Bottom line i'm a 58cm Roubaix guy. I'm not totally convinced the guru settings will translate completely without change to actual cycling outside but the 58cm Roubaix leaves room to adjust fit in either direction (ie drop bars if I lose weight, etc).


----------



## Stumpjumper FSR (Aug 6, 2006)

jacksdad said:


> Some great insight here, thanks so much!
> 
> Well I went for a nice 5 mile ride on the Roubaix in 58 (udi2) last night. Shop owner went with me and per him the fit is right on. He commented that my shoulders looked relaxed.

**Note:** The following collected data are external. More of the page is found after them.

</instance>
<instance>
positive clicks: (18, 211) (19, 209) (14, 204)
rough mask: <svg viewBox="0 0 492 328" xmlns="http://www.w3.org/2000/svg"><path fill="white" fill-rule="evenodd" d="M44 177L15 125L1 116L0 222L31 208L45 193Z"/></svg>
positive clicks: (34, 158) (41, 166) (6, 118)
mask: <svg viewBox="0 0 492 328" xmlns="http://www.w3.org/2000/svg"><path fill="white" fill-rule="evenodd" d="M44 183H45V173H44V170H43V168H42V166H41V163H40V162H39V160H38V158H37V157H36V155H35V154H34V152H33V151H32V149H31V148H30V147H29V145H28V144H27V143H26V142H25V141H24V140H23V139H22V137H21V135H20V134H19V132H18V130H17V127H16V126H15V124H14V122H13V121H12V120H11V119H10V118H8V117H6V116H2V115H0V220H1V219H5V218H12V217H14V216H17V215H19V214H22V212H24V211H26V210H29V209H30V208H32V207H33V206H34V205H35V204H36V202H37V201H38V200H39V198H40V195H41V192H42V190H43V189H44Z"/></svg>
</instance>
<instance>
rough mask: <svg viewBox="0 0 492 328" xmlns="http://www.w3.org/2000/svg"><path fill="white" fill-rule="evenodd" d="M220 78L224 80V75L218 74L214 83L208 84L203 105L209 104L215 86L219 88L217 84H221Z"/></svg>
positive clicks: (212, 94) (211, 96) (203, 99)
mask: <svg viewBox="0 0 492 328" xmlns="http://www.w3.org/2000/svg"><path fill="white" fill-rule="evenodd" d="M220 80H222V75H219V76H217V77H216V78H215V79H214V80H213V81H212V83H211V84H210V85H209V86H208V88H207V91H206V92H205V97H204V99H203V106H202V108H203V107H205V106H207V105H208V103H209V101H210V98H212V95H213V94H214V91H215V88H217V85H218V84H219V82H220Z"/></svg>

I asked about the 56 which they do have in stock in a lower end model (sport) but he was absolutely certain that would be a less ideal fit.
> 
> ...



FYI... a Roubaix with Specialized branded carbon components has a structural weight limit of 240 Lbs max, I would think your dealer would have mentioned this. The Roubaix is no different than a Tarmac - At 265 Lbs would a Diverge A1 or Elite be a better choice?
https://media.specialized.com/support/0000057489/0000057489.pdf


----------



## Peter P. (Dec 30, 2006)

Sounds like the reach on your Trek is too long; you should naturally gravitate to spending most of your time with hands on the hoods. If you're spending much of the time on the tops of the bars, the reach to the bars is too long and likely not comfortable for you.

I agree that the Tarmac would probably be too aggressive of a position for you. You likely have too much girth such that your thighs and stomach interfere with each other. 

Re: Less weight on your hands-I'm guessing the handlebars were higher on the Roubaix. As long as you can adjust the stem above and below your test ride position, it doesn't matter. You want some room to change the stem height as you develop as a cyclist. That usually means a lower stem, but you could prefer a higher position.


----------



## jacksdad (Aug 7, 2012)

Indeed the gut and thighs fight for space when I'm too low. I do like the slightly stretched feeling but I'll have to lose more weight to get there. Specs on my fit I think had 90mm stem and room to drop stem so should be plenty of room to get lower.


----------